Our licensed RNs are on campus at all times to provide our campers with their daily medications and medical attention. Our nurses dispense all medications which come in pre-package doses that are packaged by a pharmacy. You will learn how to register for our medication system after your child has been accepted to camp. A pediatrician, dentist, orthodontist, etc. are all nearby if a camper needs to be seen. For more information about our nursing team, please check out our health and safety page.
Camp Sequoia utilizes a key card system to maintain a closed community in dorms and indoor program areas. We are supported by a security staff from the Perkiomen (boy’s program) and Solebury (girl’s program) schools that add another level of safety. We run, per ACA (American Camping Association) guidelines, emergency drills to ensure that our response is appropriate for a variety of eventualities. Camp Sequoia further (through licensed instructor on staff) certifies staff members in Crisis Prevention (CPI). With a 2:5 staffing ratio (exclusive of support staff) there are staff readily available to support campers with whatever needs they may have whenever they may have them.
What is the level of functioning of your campers?
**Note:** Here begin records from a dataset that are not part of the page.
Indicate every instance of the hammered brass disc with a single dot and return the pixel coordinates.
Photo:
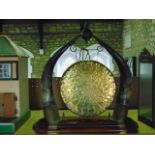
(88, 88)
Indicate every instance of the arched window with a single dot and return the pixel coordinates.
(69, 57)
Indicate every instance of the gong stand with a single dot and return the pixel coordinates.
(118, 123)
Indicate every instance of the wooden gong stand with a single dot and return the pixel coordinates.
(118, 123)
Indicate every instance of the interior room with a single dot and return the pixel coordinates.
(76, 76)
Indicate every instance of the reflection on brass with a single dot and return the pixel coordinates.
(88, 88)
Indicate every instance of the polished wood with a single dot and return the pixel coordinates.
(79, 126)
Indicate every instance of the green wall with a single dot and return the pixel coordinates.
(142, 35)
(56, 35)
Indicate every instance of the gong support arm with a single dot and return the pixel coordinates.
(120, 112)
(50, 109)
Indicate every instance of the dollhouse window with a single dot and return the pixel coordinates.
(8, 70)
(5, 70)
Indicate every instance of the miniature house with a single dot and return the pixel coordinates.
(14, 104)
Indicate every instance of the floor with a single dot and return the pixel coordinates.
(27, 129)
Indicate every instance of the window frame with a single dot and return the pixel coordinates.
(11, 63)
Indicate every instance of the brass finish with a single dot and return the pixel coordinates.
(88, 88)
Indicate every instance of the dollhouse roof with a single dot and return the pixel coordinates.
(9, 48)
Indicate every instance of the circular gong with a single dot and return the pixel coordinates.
(88, 88)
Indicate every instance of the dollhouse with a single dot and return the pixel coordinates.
(14, 104)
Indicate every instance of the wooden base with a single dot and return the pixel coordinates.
(86, 127)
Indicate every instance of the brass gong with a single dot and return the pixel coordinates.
(88, 88)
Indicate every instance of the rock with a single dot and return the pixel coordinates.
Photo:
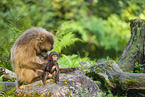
(74, 84)
(6, 86)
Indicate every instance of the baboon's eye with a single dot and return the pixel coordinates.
(41, 39)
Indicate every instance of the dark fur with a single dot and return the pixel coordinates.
(25, 54)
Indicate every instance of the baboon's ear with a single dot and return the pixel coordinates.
(41, 39)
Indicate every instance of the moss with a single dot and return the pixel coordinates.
(143, 81)
(65, 82)
(131, 81)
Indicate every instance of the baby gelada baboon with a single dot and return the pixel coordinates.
(52, 68)
(26, 52)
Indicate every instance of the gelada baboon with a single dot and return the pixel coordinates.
(25, 54)
(52, 68)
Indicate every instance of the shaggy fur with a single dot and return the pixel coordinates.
(25, 54)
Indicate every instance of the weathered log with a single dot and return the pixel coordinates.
(135, 49)
(117, 81)
(74, 84)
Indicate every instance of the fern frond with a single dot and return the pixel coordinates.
(64, 40)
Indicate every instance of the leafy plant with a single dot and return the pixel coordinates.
(63, 38)
(138, 68)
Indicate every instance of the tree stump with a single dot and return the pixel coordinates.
(119, 82)
(135, 49)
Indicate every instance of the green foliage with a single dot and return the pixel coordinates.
(73, 61)
(63, 38)
(138, 68)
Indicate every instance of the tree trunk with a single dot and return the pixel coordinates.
(134, 51)
(119, 82)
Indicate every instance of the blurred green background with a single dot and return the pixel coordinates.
(84, 29)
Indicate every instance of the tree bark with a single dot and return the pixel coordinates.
(135, 49)
(117, 81)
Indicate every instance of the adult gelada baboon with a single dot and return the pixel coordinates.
(26, 52)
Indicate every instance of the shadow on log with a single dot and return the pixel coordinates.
(74, 84)
(119, 82)
(135, 49)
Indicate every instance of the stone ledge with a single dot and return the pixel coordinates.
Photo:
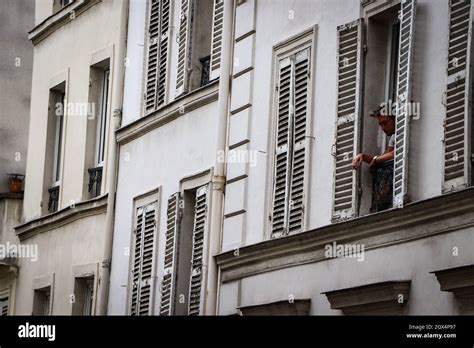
(459, 281)
(371, 299)
(423, 219)
(62, 217)
(295, 307)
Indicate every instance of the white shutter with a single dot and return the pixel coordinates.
(200, 214)
(143, 260)
(282, 162)
(136, 266)
(299, 116)
(157, 56)
(349, 53)
(216, 45)
(402, 134)
(184, 45)
(172, 237)
(457, 164)
(290, 147)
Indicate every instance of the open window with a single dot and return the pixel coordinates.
(83, 296)
(54, 147)
(97, 126)
(388, 43)
(200, 40)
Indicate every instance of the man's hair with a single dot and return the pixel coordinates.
(382, 111)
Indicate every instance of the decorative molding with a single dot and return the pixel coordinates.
(459, 281)
(59, 19)
(295, 307)
(168, 113)
(422, 219)
(62, 217)
(386, 298)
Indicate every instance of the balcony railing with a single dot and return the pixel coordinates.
(95, 181)
(53, 199)
(382, 187)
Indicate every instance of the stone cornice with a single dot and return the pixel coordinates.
(62, 217)
(58, 19)
(422, 219)
(378, 298)
(168, 113)
(459, 281)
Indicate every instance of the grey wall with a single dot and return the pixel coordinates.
(16, 61)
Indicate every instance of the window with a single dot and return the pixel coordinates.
(200, 40)
(42, 301)
(291, 114)
(389, 54)
(458, 125)
(83, 296)
(184, 253)
(158, 46)
(54, 147)
(96, 145)
(142, 257)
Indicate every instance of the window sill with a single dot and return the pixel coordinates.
(59, 19)
(169, 112)
(61, 217)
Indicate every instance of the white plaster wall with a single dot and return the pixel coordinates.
(158, 159)
(77, 243)
(409, 261)
(273, 24)
(69, 48)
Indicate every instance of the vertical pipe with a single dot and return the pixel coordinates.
(218, 180)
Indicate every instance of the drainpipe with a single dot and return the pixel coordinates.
(112, 164)
(218, 180)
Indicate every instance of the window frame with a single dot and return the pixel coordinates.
(303, 40)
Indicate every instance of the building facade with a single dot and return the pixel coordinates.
(303, 78)
(193, 157)
(16, 59)
(76, 98)
(303, 233)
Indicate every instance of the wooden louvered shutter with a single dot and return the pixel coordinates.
(200, 217)
(216, 44)
(299, 116)
(457, 164)
(157, 55)
(143, 260)
(282, 163)
(402, 126)
(346, 145)
(290, 147)
(184, 45)
(136, 266)
(172, 237)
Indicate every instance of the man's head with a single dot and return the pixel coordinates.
(385, 120)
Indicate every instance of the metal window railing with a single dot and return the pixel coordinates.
(95, 181)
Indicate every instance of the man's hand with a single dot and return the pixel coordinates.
(373, 163)
(357, 161)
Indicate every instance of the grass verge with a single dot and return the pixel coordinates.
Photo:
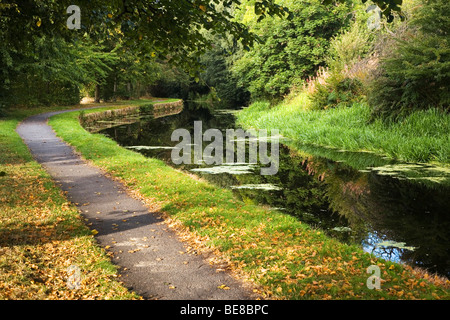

The majority of our campers who carry a formal diagnosis are diagnosed with ADHD (Attention deficit hyperactivity disorder). Our camper population also includes campers who present with social anxiety, learning differences which effect social skills development or may not have a formal diagnosis yet present with social learning needs. All campers present with average to above average cognitive ability and full use of language. The majority of our campers attend public schools where they are in mainstream education for all or a portion of the school day. Some campers attend private schools, Jewish day schools or parochial schools.
Camp Sequoia is filling an unmet need in the overnight camp market for children and teenagers who do not need the level of support offered at special needs overnight camps yet need more than a traditional overnight camp can offer.
Can campers bring electronics (video games, cell phones, computers) to camp?
Research continues to support that many children who have difficulty with same-age peer relationships use electronics as a replacement for social interaction. Video games, cell phones, tablets, and computers are not permitted at camp. Campers may bring an iPod/MP3 player that contains music/audio books only. Campers do not have access to the internet at camp. Campers do not use computers at Camp Sequoia unless it is being used in a specific activity (Movie Making or occasional STEM activities, like 3D printing). Your family is welcome to email your camper, as we print out your emails each day and give them to the campers at mail time. You will receive letters from your children the old fashioned way-postal mail! Counselors assist campers who have difficulty with handwriting to compose letters.
Do you do any type of background checks on your staff?
As mandated by federal and state laws as well as the American Camp Association guidelines, all of our staff must submit a number of background clearances that meet these requirements and complete mandated reporter training. Additionally, all staff go through a two-stage interview process including multiple reference checks.
Where can I find additional resources for ADHD and social development for my camper?
Camp Sequoia’s Leadership Team regularly attends and presents at the National and Global ADHD and Gifted Conferences to support the ADHD community and our camp families. We invite you to check out our Blog for helpful resources to support our campers’ social growth throughout the year. Additionally, please check out our Resources page, where we have a number of helpful and credible sources for our families, and our News and Updates page, where we post relevant current events, news, and research relating to our camper population.